In the EPA’s re-evaluation of the chemical, the agency looked at evidence from some private studies that were paid for by Monsanto. During a court case in 2017, internal company emails showed how Monsanto tried to recruit outside scientists and reporters to defend the safety of glyphosate and discredit WHO.
At the same time the Environmental Working Group released test results in 2018 showing glyphosate residues in Cheerios and other popular cereals and snacks.
The news resulted in a big public backlash.
Pesticide Education Specialist Cecil Tharp says whether or not something causes cancer, public opinion matters. Some of the European markets that import American grain are even more suspicious of glyphosate.
“There is increased scrutiny on glyphosate, now that’s a fact and it’s changing the markets somewhat where foreign markets now are testing for glyphosate residual at a much higher incidence,” Tharp says.
Glyphosate testing isn’t required in the U.S. unless the grains are organic or headed to a foreign market.

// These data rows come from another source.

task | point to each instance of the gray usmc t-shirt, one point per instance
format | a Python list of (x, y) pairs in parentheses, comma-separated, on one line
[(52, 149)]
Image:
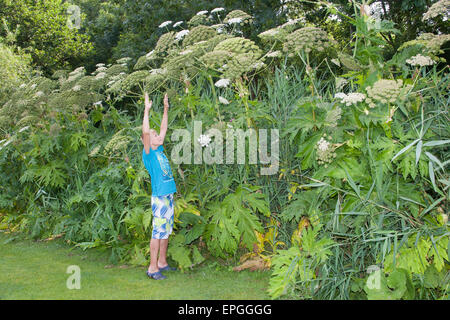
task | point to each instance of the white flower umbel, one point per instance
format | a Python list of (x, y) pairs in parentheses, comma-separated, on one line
[(176, 24), (223, 100), (204, 140), (164, 24), (181, 34), (222, 83), (217, 10), (234, 20), (420, 60)]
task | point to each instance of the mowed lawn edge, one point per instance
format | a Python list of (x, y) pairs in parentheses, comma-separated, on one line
[(38, 270)]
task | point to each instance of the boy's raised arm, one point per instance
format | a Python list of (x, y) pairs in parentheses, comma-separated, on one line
[(164, 121), (145, 124)]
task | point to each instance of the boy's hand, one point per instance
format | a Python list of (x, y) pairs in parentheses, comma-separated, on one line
[(166, 101), (148, 103)]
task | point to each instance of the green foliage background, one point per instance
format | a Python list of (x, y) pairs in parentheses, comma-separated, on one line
[(358, 208)]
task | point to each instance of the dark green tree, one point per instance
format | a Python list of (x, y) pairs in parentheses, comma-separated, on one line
[(43, 32)]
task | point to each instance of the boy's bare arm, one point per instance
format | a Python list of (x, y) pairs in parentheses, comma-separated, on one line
[(164, 121), (145, 124)]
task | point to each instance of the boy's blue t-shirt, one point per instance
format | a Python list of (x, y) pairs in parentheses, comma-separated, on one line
[(161, 175)]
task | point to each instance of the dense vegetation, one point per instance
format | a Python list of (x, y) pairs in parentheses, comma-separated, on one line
[(358, 207)]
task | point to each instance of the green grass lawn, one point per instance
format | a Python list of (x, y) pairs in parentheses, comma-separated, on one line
[(37, 270)]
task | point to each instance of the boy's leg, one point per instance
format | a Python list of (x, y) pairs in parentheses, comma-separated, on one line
[(162, 262), (168, 215), (154, 247)]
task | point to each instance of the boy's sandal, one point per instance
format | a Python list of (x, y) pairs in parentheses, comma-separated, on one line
[(167, 268), (156, 275)]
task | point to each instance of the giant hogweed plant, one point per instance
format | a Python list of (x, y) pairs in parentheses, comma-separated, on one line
[(362, 177), (390, 126)]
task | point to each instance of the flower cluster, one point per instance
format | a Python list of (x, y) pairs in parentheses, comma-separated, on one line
[(351, 98), (178, 23), (198, 19), (215, 58), (165, 24), (273, 35), (420, 60), (223, 100), (180, 35), (215, 10), (240, 64), (442, 7), (238, 17), (333, 117), (165, 43), (238, 45), (386, 91), (325, 151), (306, 39), (197, 34), (222, 83)]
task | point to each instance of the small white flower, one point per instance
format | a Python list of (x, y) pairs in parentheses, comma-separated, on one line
[(217, 10), (222, 83), (181, 34), (164, 24), (176, 24), (234, 20), (100, 75), (274, 54), (223, 100), (204, 140)]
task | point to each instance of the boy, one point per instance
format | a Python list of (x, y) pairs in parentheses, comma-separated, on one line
[(163, 189)]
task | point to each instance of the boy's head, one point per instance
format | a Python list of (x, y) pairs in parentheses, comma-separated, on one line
[(155, 139)]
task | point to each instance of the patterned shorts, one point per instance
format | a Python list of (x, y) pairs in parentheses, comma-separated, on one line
[(162, 208)]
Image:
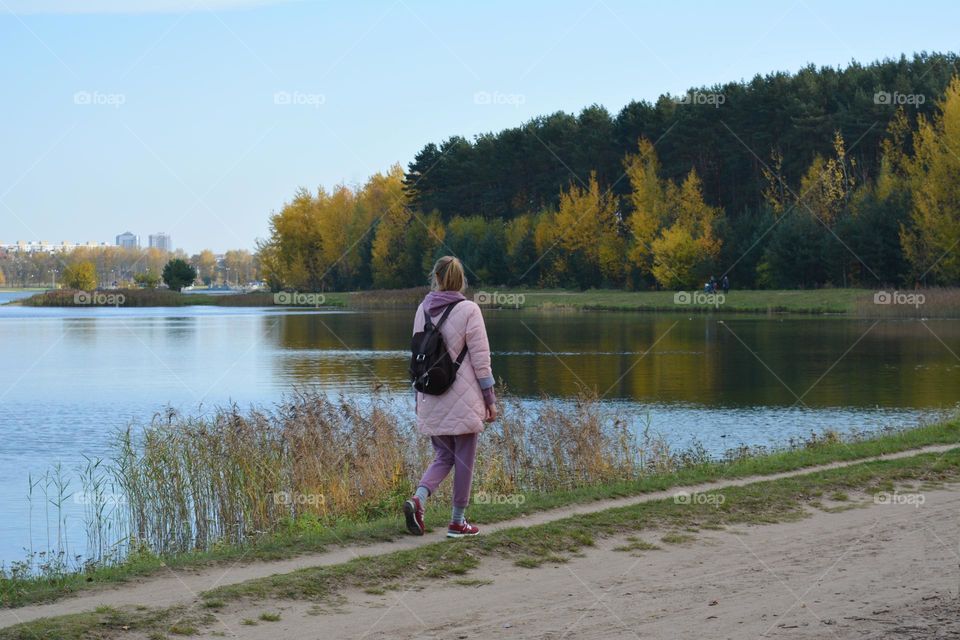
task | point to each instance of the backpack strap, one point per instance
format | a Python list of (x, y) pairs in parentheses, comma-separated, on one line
[(446, 312), (443, 317)]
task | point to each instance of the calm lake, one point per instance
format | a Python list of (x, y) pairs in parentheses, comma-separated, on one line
[(71, 377)]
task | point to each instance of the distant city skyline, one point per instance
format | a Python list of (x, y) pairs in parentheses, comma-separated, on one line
[(209, 115)]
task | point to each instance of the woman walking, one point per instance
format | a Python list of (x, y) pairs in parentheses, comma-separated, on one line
[(454, 419)]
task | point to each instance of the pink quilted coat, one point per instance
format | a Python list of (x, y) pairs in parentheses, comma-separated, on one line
[(461, 408)]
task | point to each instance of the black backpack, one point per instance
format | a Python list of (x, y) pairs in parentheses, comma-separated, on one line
[(432, 370)]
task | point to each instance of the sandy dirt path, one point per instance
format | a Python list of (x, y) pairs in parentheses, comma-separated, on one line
[(181, 587), (876, 572)]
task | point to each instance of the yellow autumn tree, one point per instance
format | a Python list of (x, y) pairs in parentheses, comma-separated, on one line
[(672, 228), (385, 201), (82, 275), (828, 184), (931, 241), (685, 250), (587, 226), (647, 199)]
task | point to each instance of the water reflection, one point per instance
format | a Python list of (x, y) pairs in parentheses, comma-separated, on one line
[(702, 360)]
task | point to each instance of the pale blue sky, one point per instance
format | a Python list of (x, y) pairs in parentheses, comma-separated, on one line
[(154, 115)]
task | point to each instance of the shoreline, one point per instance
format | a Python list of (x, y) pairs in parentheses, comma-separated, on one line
[(841, 303), (288, 544), (836, 492)]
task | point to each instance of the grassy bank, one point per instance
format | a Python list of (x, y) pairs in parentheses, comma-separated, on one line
[(145, 298), (837, 301), (187, 481), (865, 303), (927, 303), (644, 528)]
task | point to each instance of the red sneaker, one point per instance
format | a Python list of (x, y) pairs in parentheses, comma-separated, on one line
[(461, 530), (413, 511)]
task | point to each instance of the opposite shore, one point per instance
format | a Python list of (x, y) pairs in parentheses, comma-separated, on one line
[(860, 303)]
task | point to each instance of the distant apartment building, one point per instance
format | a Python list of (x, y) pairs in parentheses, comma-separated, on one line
[(161, 241), (128, 240), (21, 246)]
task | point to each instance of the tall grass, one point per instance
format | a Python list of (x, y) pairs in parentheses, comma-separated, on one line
[(184, 484), (153, 298), (191, 483)]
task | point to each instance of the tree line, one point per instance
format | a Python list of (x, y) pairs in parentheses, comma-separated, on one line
[(123, 267), (826, 177)]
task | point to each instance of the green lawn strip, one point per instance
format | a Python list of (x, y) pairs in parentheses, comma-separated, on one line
[(764, 502), (110, 622), (842, 301), (758, 503), (303, 538), (806, 301)]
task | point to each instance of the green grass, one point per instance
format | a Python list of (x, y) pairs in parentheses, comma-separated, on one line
[(773, 501), (818, 301), (765, 502), (302, 538), (850, 302), (153, 298)]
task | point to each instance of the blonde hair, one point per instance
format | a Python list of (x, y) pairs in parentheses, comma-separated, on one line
[(447, 275)]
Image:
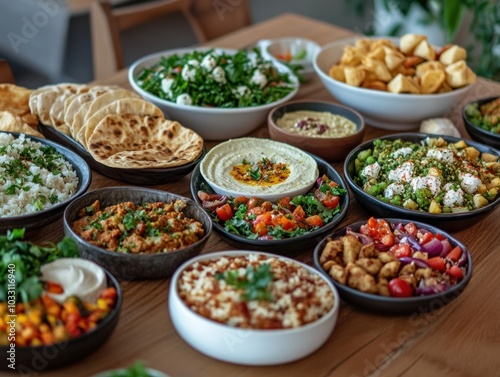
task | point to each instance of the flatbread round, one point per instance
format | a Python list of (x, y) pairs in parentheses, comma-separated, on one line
[(15, 99), (76, 101), (42, 99), (143, 141), (134, 106)]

Ben Thomas is the director of the Montana Department of Agriculture.
“When it comes to other countries, that’s largely a partnership of private testing facilities and the countries themselves,” Thomas says.
Thomas says there are international limits for glyphosate residues on food products, but some countries have started adopting their own standards. Last year, Italy cut back on imports of Canadian wheat because it had trace amounts of glyphosate.
“The bottom line is it’s going to be disruptive to trade. So as we see these levels being set differently in a manner that’s not based on science; it’s not based on protecting human health, it’s going to limit our options for exporting,” Thomas says.
He says he’s concerned increasing public pressure could also take away an important tool farmers use to manage weeds.
Back at the farm near Vida, Trevor Schock points out some more weeds.
“Probably within the last ten years, we’ve been noticing that glyphosate resistant weeds are becoming more and more of a thing. Kosha in particular, and then, it seems like the newer weeds, the [narrow leaf] hawksbeard and the mare’s tail, it kind of has a natural glyphosate resistance, especially when it’s larger,” Schock says.
The heaviest applications of glyphosate in the U.S. are in the Midwest, on fields where genetically modified corn and soybeans are being grown. In Montana, the pesticide is mostly used for killing weeds before crops are planted or after they’re harvested.
Schock says he and his neighbors recognize that they’ll have to find an alternative to pesticides with glyphosate in the future. Perhaps the weeds themselves will be a faster game-changer than changing market demands and regulations.